目の前には少しエッチな女性、その女性を、さっきまで戦っていた四人が止めている。
他の皆もその様子をぽかんとして見ている。
なんだこれ……そう言葉に出したかったが、とりあえず、
「柊……麻帆さん、でいいんですもんね?」
「だからー、そう言ってるじゃない。さあさあ、早く中に入って!」
手招きする麻帆、その表情は飼い主を待っていた犬のような、そんな愛しさを感じさせる。

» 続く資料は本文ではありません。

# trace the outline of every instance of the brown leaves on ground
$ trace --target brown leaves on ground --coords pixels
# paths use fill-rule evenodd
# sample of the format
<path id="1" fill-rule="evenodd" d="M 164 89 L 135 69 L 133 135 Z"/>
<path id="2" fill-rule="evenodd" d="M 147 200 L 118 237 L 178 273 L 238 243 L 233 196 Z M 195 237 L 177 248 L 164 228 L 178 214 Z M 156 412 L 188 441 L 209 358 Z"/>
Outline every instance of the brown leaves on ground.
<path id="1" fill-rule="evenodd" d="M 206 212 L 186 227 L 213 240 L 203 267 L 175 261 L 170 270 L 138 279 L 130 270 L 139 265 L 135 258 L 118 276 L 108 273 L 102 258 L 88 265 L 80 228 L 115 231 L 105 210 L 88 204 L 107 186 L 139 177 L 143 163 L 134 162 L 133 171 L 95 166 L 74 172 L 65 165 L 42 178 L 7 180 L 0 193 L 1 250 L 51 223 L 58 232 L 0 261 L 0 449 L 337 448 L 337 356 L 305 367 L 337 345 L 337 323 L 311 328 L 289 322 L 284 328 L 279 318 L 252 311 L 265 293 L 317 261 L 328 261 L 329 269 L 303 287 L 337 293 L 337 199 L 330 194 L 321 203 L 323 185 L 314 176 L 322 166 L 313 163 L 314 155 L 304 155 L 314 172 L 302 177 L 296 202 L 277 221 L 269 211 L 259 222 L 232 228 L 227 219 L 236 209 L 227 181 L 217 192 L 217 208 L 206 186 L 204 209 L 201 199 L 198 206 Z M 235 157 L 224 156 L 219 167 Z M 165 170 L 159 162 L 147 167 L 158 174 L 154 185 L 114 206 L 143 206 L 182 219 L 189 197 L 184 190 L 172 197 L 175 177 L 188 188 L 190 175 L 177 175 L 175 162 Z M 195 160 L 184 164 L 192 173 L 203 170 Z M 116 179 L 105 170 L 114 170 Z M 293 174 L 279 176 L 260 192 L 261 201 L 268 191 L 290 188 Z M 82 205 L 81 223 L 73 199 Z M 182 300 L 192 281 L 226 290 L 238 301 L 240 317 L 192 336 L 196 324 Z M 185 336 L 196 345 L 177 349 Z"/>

それに、年齢は二十後半……だと思うんだけど、声色、反応━━どれを見ても幼い印象を与える。
そして、僕達は広い部屋へと案内される。
朱色のコの字のソファー、何台も置かれたパソコン、誰かわからない似顔絵の額縁。
どれを見ても金持ちの家にある物達。
僕達はソファーに腰掛けると、硝子の長テーブルを挟んだソファーに座る麻帆が話を始める。
「まずは……手荒な歓迎ですまなかったね。柚木君」
「いえ、敵対する人達じゃなくて良かったです」
まだ何も言ってないが、おそらく━━敵対はしていないだろう。
何故僕達に攻撃を仕掛けたのかはわからないが。
そんな中、少し威嚇的に言葉をはっしたのはカノンだった。
「どうして主様を狙ったんですか? もしかしたら傷をおっていたかもしれないんですよ!?」
「……どうして主様を、か。自分の心配じゃなくて主人の心配なんて━━柚木君の事が好きなんだね、カノンちゃんは」
「━━っ! 話をごまかさないでください!」
麻帆は母親のような眼差しを向け、高々と笑っている。
そんな麻帆の言葉を聞いて顔を赤らめ、さらに激昂するカノン。
僕だけじゃなくてカノンの名前も知っているのか、どこでそんな情報を仕入れたのか、ニュースでは流れていなかったはずだけど。
そして、麻帆は隣に座る四人に声をかける。
「説明する前に……ねえ、四人は戦ってみてどうだった? じゃあ、しまっちから」
「どうだったって……」
麻帆の視線は、シノ達と戦っていた男性(しまっち)に向けられる。
男性は少し唸りながら、
「風の二人は良かったと思いますが……他はちょっと」
「━━みさみさは?」
「えっ……私ですか? そうですね、二人以外が戦わないと早い段階でわかったので━━正直楽でしたね」
大人しめの女性(みさみさ)ははっきりと答えた。
見かけによらずはっきりと言う事は言うんだな。
それに、麻帆は皆の事をあだ名で呼んでいるのか、しまっちはどんな名前かわからないけど、みさみさは、おそらくみさという名前なのだろう。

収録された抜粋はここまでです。